In 2012, while participating in a BMX race in Las Vegas, he fell and fractured his back, paralyzing him from the waist down. Aware of the entire impact, he cocked his head, thinking he would alternatively roll over on his shoulder.

Almost a year after Pinney’s accident, the Free Wheel Foundation introduced him to the sport by gifting him a handwheel, and he “just ran with it because there was no better term,” he said.

The Free Wheel Foundation, based in Mesa, supports the recovery process of injured military personnel, in particular with sporting activities with a focus on cycling.

Pinney has been racing competitively since 2014.

“I didn’t know what handwheeling was. I loved cycling in every way before I got injured, ”said Pinney. “Since that day I’ve been telling people, no matter what happens in your life, because we all have different barriers, don’t stop doing the things you love. They find a new way to do it. “

Pinney had heard of the Paralympic Games but had never seen them on television because of the poor coverage. While recovering in the hospital, he observed her for the first time and realized that something was there for him.

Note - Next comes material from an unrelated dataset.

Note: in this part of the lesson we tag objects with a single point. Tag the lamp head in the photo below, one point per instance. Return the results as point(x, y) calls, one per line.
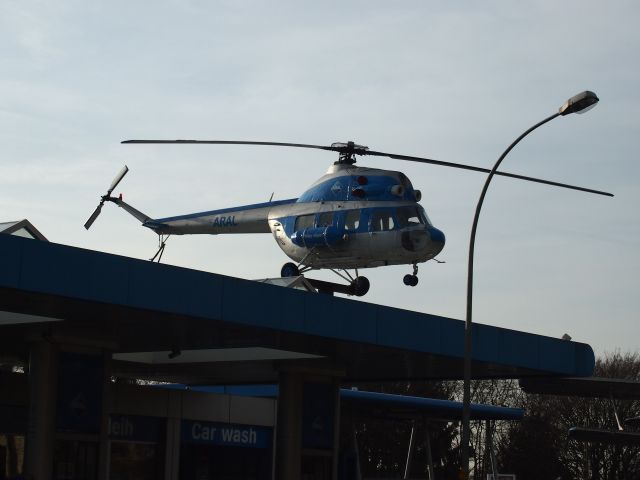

None of the last three Paralympic Games have been widely televised, but there has been an upward trend: Sochi 2014, 50 hours; Rio 2016, 70 hours; PyeongChang 2018, 250 hours.

For Tokyo, however, NBC Universal announced a record 1,200 hours of Paralympic programming on February 24, with the very first prime time coverage on NBC and the first Paralympics coverage on Peacock. This will give viewers a glimpse into the Paralympics like never before and increase the appreciation for those like Pinney.


Pinney has made a name for himself in the handbike world and is quickly at the top of the big stages. He won gold at the 2018 Invictus Games in Australia, made his debut at the 2019 Para-Cycling Road World Championship, finished 7th in road racing and 16th in time trial, and took part in the 2021 World Championship, finishing 9th (time trial) and 2. (road racing).

His second place in the World Cup was the highest in the H3 rating that Team USA has ever had. Handcyclists are classified as H1-H5, with H1 being the most impaired. H1-H4 handcyclists compete against each other lying on their backs; 5 athletes run in a kneeling position.

Pinney knows the reality of the talent level among the athletes who qualified for this summer in Tokyo.

“I’m among the best in the world, which means I’m among the best in the world. The expectation, I hate to put it that way, but it’s a medal,” Pinney said. “You have to believe in order to achieve.”